From the perspective of Natural Water Retention Measures (NWRM), green infrastructure refers to new methods of managing water, favouring as much as possible the restoration of natural ecosystems or at least of their key functionalities in terms of water management. It consists of land management or engineering measures which use vegetation, soils, and other natural materials to restore the natural water retention capacity of the landscape. Green infrastructure measures use natural and man-made materials to enhance or improve longitudinal and lateral hydrological connectivity and natural hydrologic processes, including infiltration and runoff control but also purification processes. Green infrastructure can exist at a range of spatial scales, ranging from the very local, to the scale of a neighbourhood, a city or a whole region.
Local scale green infrastructure includes green roofs, permeable pavements and downspout disconnections, all of which can contribute to greater natural infiltration, reduced load on wastewater management systems, and limitations of peak runoff.
At the scale of a city or neighbourhood, green infrastructure can support sustainable urban drainage systems that mimic nature by soaking up and storing water or biodiversity promotion with fish ladders.
At a regional scale, green infrastructure can include the mosaic of managed semi-natural and natural areas that provides habitat, flood protection, cleaner air, and cleaner water. Thus land management strategies such as afforestation and retention of natural water retaining features in agricultural areas such as riparian buffers, ponds and wetlands can be considered as Green infrastructures designed to manage flood risks in downstream urban areas.
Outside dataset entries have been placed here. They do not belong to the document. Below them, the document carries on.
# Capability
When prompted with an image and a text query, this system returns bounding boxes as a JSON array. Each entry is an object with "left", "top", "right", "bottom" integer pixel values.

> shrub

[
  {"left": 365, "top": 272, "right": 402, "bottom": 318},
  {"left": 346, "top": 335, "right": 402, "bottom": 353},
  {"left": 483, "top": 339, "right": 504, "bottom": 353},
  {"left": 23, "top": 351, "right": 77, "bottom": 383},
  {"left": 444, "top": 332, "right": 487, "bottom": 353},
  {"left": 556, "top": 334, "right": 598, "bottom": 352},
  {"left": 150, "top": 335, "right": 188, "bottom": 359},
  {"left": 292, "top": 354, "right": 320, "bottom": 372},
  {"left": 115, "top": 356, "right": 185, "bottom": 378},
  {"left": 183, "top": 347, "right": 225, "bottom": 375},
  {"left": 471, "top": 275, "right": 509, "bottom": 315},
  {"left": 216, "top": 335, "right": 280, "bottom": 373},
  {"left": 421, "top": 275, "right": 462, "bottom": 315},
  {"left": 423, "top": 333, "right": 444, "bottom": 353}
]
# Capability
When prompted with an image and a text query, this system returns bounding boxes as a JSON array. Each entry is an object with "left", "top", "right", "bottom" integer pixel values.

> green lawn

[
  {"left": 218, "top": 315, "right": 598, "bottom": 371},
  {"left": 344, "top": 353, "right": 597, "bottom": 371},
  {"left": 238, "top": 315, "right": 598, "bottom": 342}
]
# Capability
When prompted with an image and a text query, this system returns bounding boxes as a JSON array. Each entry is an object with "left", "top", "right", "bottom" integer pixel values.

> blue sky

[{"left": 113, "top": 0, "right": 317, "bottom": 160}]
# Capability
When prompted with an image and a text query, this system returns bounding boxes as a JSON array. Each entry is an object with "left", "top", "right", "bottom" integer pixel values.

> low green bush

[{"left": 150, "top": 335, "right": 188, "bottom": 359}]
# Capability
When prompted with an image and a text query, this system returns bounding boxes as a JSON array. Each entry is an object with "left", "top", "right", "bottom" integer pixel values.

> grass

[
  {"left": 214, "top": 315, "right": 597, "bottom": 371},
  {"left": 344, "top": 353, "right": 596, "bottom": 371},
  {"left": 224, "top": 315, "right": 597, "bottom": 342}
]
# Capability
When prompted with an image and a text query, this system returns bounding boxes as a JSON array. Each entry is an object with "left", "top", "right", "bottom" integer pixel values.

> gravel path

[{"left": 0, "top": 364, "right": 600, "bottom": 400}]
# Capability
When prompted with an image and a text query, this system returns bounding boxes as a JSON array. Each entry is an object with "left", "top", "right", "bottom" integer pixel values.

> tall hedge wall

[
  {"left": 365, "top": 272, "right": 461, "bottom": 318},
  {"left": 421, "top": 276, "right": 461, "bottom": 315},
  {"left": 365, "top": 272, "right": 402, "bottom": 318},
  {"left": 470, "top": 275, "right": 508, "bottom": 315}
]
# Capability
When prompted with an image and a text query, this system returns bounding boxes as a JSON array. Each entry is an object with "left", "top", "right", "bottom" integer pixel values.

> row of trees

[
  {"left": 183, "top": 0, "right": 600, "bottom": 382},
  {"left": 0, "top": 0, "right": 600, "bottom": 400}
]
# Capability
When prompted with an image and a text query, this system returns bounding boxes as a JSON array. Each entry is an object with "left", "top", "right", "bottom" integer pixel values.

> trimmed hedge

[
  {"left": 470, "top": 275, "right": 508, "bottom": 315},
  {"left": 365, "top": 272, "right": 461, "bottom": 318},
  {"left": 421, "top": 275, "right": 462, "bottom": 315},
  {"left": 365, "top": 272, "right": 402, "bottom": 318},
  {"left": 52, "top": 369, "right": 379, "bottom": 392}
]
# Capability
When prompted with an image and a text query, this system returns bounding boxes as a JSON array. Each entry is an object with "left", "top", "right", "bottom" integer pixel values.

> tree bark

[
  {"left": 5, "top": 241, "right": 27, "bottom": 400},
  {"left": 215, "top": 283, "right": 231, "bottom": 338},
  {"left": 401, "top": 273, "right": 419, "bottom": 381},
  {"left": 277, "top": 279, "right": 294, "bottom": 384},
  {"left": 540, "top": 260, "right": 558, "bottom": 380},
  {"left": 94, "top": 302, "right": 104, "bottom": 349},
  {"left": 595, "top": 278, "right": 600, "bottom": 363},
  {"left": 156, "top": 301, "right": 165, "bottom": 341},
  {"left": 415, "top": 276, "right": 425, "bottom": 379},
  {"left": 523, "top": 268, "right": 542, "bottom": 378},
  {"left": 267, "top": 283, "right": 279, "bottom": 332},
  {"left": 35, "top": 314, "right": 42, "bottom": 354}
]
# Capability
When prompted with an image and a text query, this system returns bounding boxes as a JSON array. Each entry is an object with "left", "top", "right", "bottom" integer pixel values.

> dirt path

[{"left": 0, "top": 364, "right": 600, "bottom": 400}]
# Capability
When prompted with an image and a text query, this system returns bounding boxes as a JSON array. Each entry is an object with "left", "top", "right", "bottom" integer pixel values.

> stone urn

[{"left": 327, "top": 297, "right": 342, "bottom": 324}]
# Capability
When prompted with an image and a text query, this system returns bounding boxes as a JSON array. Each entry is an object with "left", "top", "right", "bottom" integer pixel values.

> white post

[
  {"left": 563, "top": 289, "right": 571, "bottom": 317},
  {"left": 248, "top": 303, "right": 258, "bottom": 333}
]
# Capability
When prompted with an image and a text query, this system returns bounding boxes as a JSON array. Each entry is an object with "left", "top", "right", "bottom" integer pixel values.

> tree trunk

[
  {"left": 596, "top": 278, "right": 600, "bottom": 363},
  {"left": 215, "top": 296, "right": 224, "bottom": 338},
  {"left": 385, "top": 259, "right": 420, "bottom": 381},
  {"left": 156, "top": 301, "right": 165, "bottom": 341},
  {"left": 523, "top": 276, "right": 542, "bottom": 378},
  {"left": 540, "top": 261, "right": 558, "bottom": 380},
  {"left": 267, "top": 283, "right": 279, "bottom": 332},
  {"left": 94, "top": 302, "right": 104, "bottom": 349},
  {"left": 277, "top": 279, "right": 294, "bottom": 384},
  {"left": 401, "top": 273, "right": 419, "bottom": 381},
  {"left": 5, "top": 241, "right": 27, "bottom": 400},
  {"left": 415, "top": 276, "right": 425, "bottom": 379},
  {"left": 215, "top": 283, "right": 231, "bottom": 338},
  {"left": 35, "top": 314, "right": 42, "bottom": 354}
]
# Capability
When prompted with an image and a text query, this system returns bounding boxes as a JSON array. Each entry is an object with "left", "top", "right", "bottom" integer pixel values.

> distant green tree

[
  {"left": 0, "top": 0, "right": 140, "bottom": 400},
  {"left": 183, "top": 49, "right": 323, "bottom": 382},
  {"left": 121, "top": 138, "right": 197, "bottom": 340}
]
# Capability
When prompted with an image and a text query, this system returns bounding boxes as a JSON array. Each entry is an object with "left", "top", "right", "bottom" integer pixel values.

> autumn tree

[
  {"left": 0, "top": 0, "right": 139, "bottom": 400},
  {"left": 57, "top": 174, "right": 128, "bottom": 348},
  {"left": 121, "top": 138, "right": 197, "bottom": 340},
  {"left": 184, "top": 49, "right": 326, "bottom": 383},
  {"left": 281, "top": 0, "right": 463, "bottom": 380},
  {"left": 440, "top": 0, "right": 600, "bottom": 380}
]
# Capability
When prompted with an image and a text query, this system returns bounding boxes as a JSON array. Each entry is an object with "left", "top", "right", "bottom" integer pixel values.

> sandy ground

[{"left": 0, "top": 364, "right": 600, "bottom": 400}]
One key feature of Green infrastructure is its multi-functionality. The underlying principle of green infrastructure is that the same area of land can offer multiple benefits if the natural or man-made ecosystem is in a socio-ecologically sustainable state. Benefits of green infrastructure include a more natural hydrological cycle and ecosystem services related to biodiversity and human amenity. Green Infrastructure investments are generally characterized by a high level of return over time, provide job opportunities, and can be a cost-effective alternative or be complementary to 'grey' infrastructure and intensive land use change. Green infrastructure serves the interests of both people and nature.